Last week it was reported that Russia had opened negotiations with Tehran on an lucrative “oil for goods” deal that it is feared could remove the pressure of remaining sanctions.
Washington is reported to be exerting significant pressure on the Kremlin not to proceed.
The Prime Minister telephoned Mr Putin to discuss the “steps needed to secure a long term comprehensive solution that would ensure Iran’s nuclear programme will be exclusively peaceful”, Downing Street said.
Russia is part of the group of E3+3 nations – which also includes the US, China, Britain, France and Germany – which has been leading negotiations over Iran’s nuclear ambitions.

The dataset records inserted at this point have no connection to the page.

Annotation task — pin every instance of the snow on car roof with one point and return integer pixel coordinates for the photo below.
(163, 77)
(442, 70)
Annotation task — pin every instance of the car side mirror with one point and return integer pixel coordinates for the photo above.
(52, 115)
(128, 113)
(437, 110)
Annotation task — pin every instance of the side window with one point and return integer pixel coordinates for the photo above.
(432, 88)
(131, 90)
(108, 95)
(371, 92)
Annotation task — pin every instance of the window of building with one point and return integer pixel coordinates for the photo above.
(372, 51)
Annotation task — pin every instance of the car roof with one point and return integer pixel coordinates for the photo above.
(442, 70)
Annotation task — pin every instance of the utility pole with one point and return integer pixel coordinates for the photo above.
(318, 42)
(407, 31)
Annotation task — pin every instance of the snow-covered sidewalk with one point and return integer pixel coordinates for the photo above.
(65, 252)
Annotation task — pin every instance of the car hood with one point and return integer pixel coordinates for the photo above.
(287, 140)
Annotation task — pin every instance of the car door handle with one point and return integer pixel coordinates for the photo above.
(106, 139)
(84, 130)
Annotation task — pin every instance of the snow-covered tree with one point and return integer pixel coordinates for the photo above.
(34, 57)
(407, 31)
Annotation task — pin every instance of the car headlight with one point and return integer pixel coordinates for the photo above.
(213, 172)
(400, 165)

“The Prime Minister emphasised the importance of maintaining a joint approach on this issue and ensuring that the bulk of sanctions, including core measures on oil, remain in place,” a spokeswoman said.

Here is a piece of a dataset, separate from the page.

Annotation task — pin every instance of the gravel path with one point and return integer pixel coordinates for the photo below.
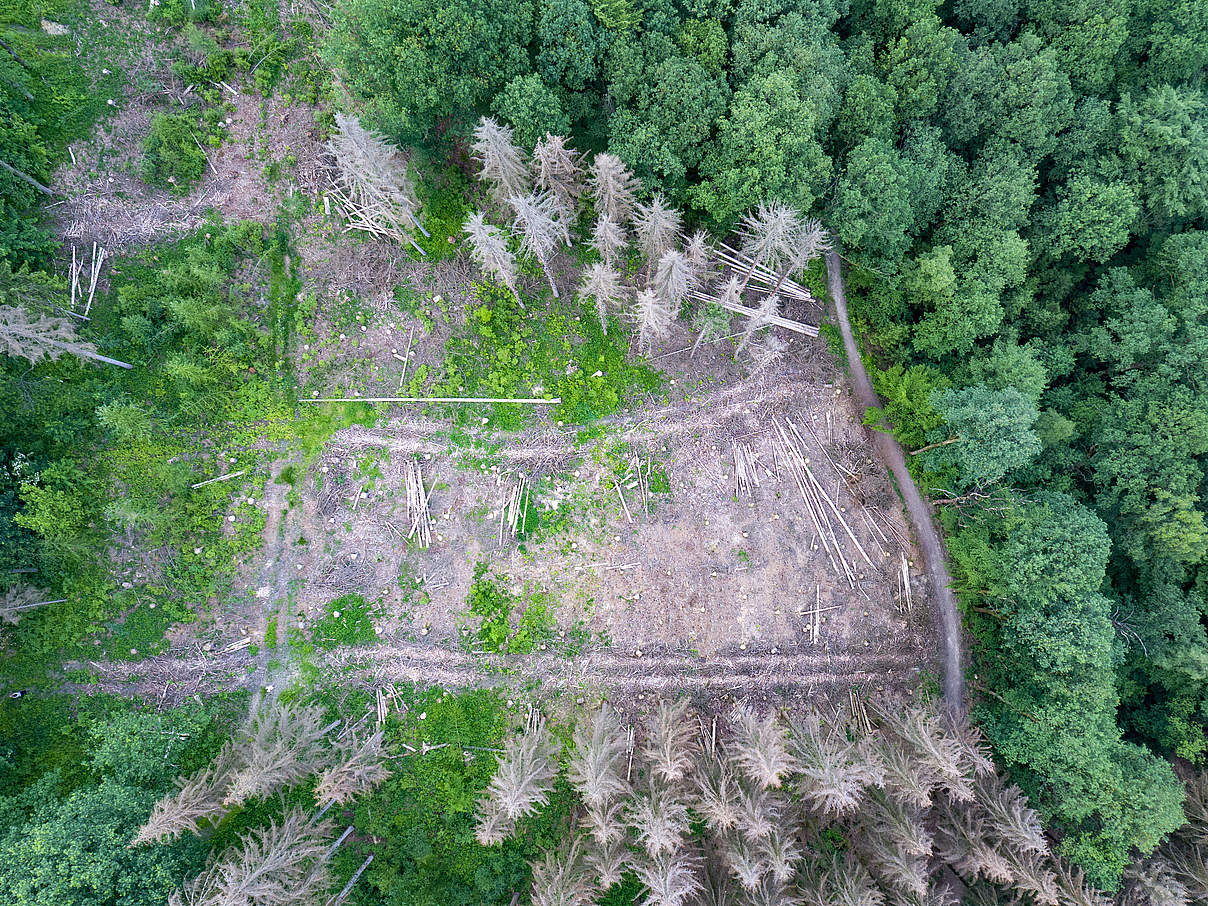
(925, 535)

Mr Cameron – who is not attending the Winter Olympics which get under way in the Russia city of Sochi this week – also wished Mr Putin “a safe and successful” Games.
They spoke about assistance being given by the UK to Russian efforts to counter any terror threats to the Games.
Gay rights campaigners have urged the PM to boycott the Sochi games in protest at Mr Putin’s introduction of laws banning homosexual “propaganda”.
But Downing Street insists he is not travelling because of diary pressures and points out that no serving British prime minister has ever attended the Winter Olympics.
On the search for an end to the Syrian civil war, Mr Cameron pointed to the ” need for progress towards a transitional authority and to continue promptly with the process of destroying Syria’s chemical weapons”.
Moscow is a key ally of the Damascus regime of Bashar Assad.
They also agreed to “work together to encourage the Ukrainian authorities to pursue a path that avoids further violence”, Number 10 said.